Hunter – Due to some pretty harsh times & a harsh school president who used to head NPR, half of our time is filled by NPR so our show schedule is packed pretty tight. Automation is necessary over the summer, but otherwise it’s a failsafe. Our summer music directors started to put new releases in there, but the rest is as far as I know handled by our program manager who runs a record store & actually makes it pretty fun. He uses Raduga.
QRD – I know that some labels & promotional teams are pushing towards digital download links over physical copies. How do you feel about this?
Hunter – Our DJs aren’t used to it & I really do appreciate the full album art, etc. (if they expect us to print them out & assemble an album they’re asking way too much), but it seems like the smart thing to do. Cuts down costs & reduces the amount of trash we throw out daily. We throw out a lot of trash. If any other music directors read this: if you haven’t already, just set up a folder for new releases on your hard drive & throw whatever in there. Everything is better than nothing & you’ll be caught needing to restructure your entire job if you ignore digitals.
QRD – When I worked in radio, there was a big problem with theft at the station. Since so many people these days just use MP3 players, do they just steal the music rather than the physical disc & do you feel as a DJ they have a right to personally access any music from the station library at any time?
Hunter – Man, I wish our DJs were interested enough in new releases to steal them.

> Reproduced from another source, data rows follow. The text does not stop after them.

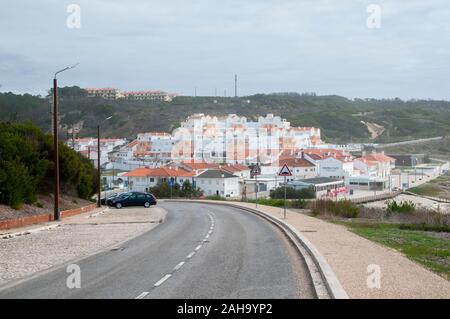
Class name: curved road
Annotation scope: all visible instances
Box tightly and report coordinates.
[0,203,315,299]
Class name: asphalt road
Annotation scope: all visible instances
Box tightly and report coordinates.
[0,203,315,299]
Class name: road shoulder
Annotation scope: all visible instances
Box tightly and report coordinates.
[0,207,166,288]
[183,201,450,299]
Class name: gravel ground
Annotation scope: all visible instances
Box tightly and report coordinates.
[0,207,165,285]
[0,195,92,220]
[364,194,450,214]
[216,203,450,299]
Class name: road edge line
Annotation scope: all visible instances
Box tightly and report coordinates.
[164,200,350,299]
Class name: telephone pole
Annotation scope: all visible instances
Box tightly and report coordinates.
[53,64,78,220]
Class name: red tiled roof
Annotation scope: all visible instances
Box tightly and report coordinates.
[279,157,315,168]
[358,153,395,165]
[182,161,219,170]
[220,164,250,173]
[124,167,195,177]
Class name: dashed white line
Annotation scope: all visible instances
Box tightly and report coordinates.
[136,291,149,299]
[173,261,185,271]
[155,275,172,287]
[136,214,215,299]
[186,251,195,259]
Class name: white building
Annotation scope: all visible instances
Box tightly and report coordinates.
[195,170,240,198]
[70,138,127,167]
[123,167,195,192]
[319,156,354,182]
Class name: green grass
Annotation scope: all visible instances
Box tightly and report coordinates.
[340,222,450,280]
[409,184,441,197]
[409,175,450,198]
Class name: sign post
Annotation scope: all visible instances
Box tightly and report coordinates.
[169,177,175,199]
[278,164,292,219]
[250,164,261,208]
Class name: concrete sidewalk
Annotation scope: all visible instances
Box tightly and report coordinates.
[0,207,166,285]
[212,202,450,299]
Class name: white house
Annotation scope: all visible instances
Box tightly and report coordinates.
[195,170,240,198]
[319,157,353,182]
[124,167,195,192]
[353,152,395,177]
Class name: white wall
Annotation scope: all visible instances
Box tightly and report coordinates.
[195,177,239,198]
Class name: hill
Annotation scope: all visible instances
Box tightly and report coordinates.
[0,123,96,209]
[0,88,450,142]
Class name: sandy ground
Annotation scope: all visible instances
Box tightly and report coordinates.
[364,194,450,214]
[0,207,166,285]
[221,203,450,299]
[0,195,93,220]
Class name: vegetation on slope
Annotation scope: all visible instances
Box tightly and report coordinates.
[0,123,96,209]
[0,87,450,142]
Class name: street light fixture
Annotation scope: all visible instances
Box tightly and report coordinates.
[53,63,78,220]
[97,116,112,208]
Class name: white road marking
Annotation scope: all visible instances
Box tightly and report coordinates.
[173,261,184,271]
[136,291,149,299]
[143,214,214,299]
[155,275,172,287]
[186,251,195,259]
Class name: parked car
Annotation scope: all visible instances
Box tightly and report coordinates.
[101,193,121,205]
[108,192,157,209]
[106,192,131,206]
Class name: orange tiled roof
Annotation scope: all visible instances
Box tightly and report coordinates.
[358,153,395,165]
[279,157,315,167]
[124,167,195,177]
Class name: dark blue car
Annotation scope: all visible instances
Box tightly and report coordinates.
[107,192,157,209]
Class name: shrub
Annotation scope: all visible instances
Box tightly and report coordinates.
[288,199,309,209]
[0,123,96,208]
[206,195,225,200]
[386,200,416,213]
[149,180,203,198]
[270,187,316,199]
[311,199,360,218]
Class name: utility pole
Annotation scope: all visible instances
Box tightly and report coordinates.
[72,124,75,150]
[53,64,78,221]
[97,125,102,207]
[53,78,61,220]
[284,176,287,219]
[97,116,112,208]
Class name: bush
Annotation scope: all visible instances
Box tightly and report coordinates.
[288,199,309,209]
[270,187,316,199]
[206,195,225,200]
[0,123,96,208]
[386,200,416,213]
[311,199,360,218]
[0,160,36,209]
[149,180,203,198]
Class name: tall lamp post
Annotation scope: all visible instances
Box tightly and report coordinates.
[53,64,78,220]
[97,116,112,207]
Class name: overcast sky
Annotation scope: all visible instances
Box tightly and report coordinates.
[0,0,450,100]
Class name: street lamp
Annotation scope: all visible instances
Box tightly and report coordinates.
[97,116,112,208]
[53,63,78,220]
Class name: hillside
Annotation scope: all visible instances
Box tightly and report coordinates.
[0,123,96,209]
[0,88,450,142]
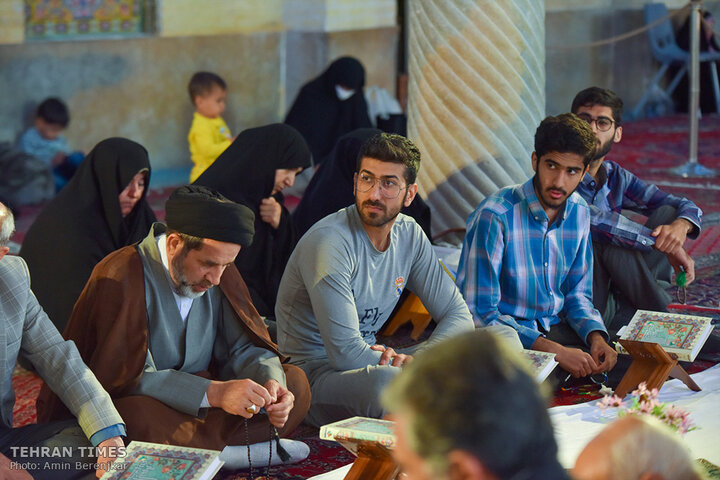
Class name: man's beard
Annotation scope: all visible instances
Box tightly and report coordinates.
[170,246,212,298]
[357,196,402,227]
[593,138,613,160]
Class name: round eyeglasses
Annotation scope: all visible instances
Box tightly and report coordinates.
[357,173,407,199]
[578,113,615,132]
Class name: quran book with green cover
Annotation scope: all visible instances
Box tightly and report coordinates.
[523,349,558,383]
[101,441,225,480]
[615,310,713,362]
[320,417,395,448]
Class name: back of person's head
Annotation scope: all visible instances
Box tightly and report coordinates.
[357,133,420,185]
[570,87,623,126]
[535,113,598,167]
[35,97,70,128]
[0,203,15,248]
[573,415,702,480]
[382,330,562,478]
[188,72,227,105]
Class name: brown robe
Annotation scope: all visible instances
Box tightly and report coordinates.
[37,246,310,450]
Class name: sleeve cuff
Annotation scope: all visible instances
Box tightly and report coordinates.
[90,423,127,447]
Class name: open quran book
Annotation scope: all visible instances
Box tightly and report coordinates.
[615,310,713,362]
[101,441,225,480]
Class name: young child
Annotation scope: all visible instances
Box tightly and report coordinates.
[188,72,234,183]
[18,98,84,191]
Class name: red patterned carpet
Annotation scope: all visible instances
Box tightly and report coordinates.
[7,115,720,480]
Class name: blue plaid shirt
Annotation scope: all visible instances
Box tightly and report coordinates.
[576,161,702,251]
[457,179,607,348]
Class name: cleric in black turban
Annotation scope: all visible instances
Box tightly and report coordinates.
[165,185,255,248]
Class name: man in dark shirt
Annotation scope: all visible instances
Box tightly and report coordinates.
[572,87,702,330]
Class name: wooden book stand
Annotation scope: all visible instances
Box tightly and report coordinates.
[382,293,432,340]
[615,340,700,398]
[338,440,400,480]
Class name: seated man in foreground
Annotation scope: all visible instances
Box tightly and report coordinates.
[0,203,125,479]
[572,87,702,330]
[275,134,514,426]
[382,331,569,480]
[38,185,310,468]
[457,114,617,377]
[572,415,703,480]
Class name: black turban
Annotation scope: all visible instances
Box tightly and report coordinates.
[165,185,255,247]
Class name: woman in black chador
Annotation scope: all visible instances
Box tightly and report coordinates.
[20,138,155,332]
[194,123,310,317]
[285,57,372,164]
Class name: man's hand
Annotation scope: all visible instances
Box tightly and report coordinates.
[370,345,413,367]
[555,345,598,378]
[530,336,597,378]
[207,378,273,418]
[667,248,695,286]
[95,437,125,478]
[265,380,295,428]
[650,218,695,254]
[260,197,282,230]
[588,331,617,373]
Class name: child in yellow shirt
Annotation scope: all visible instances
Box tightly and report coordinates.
[188,72,234,183]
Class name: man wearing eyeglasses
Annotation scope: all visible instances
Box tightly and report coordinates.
[275,133,496,426]
[572,87,702,331]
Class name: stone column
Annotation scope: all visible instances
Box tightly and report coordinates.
[408,0,545,240]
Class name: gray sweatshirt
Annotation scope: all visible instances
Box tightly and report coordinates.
[275,205,474,371]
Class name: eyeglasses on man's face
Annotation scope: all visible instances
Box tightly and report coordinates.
[357,172,407,199]
[578,113,615,132]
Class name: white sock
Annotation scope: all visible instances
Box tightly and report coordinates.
[220,438,310,470]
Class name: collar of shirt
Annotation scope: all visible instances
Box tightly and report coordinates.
[156,233,193,322]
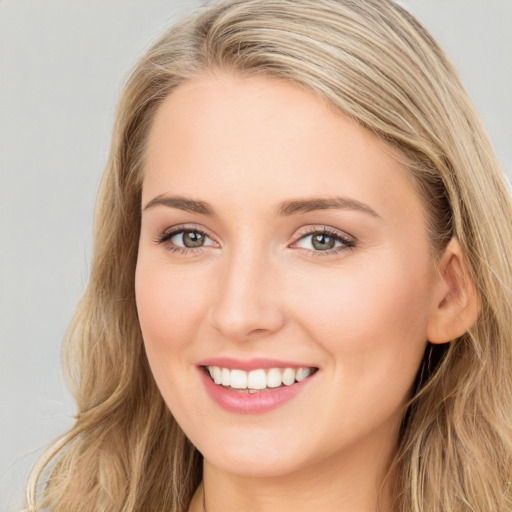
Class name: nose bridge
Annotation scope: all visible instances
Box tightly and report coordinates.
[212,240,284,341]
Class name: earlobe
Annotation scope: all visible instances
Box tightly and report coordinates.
[427,238,479,343]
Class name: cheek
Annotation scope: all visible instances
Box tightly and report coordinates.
[293,250,431,379]
[135,257,212,382]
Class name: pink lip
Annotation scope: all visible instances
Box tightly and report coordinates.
[198,357,312,372]
[198,359,316,414]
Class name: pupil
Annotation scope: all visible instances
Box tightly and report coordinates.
[183,231,204,247]
[313,234,336,251]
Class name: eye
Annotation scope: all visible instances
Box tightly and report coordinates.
[156,227,217,252]
[293,228,355,254]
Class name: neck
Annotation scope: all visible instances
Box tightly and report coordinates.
[190,432,398,512]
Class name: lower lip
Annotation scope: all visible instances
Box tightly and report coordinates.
[199,368,315,414]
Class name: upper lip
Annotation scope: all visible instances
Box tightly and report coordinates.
[198,357,316,371]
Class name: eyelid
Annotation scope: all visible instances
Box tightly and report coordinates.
[290,225,357,257]
[154,224,220,252]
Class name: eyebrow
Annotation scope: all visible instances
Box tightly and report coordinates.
[144,194,380,218]
[144,194,215,215]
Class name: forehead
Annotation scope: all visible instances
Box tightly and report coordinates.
[143,73,420,224]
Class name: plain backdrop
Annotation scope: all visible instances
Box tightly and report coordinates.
[0,0,512,512]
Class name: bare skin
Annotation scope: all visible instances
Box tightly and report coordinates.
[136,71,476,512]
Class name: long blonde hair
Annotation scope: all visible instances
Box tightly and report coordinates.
[27,0,512,512]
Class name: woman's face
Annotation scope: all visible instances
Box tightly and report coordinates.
[136,72,435,476]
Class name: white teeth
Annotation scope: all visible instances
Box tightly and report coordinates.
[207,366,313,392]
[247,370,267,389]
[267,368,283,388]
[295,368,312,382]
[210,366,222,384]
[281,368,295,386]
[230,370,247,389]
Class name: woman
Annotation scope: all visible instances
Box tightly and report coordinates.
[27,0,512,512]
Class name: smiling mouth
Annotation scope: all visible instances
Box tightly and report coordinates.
[203,366,318,393]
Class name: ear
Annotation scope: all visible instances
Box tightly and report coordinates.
[427,238,480,343]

Aside from a few cases where packaging was really important, music theft hasn’t been a huge problem. I do think that DJs should get to access station music whenever, anything to get them to listen to it, though it shouldn’t leave the doors unless they’ve cleared it with me.
QRD – Anything else?
Hunter – I’ve found that most DJs don’t
spin anything unless it’s been name-checked by their friends. The
hardest but extremely necessary part of this job is to replace that name-checking
process. Make sure they know what you think of the album & shove
that opinion in their faces as best you can. Offend them if need
be, write something ignorant & asinine if you know it will make them
hear the album & respond to you. Being an asshole gets a lot
done at a radio station, & it’s the part I’ve had the hardest time
doing. Confront DJs while still being their friend. Discipline
them if they ignore you or station policy.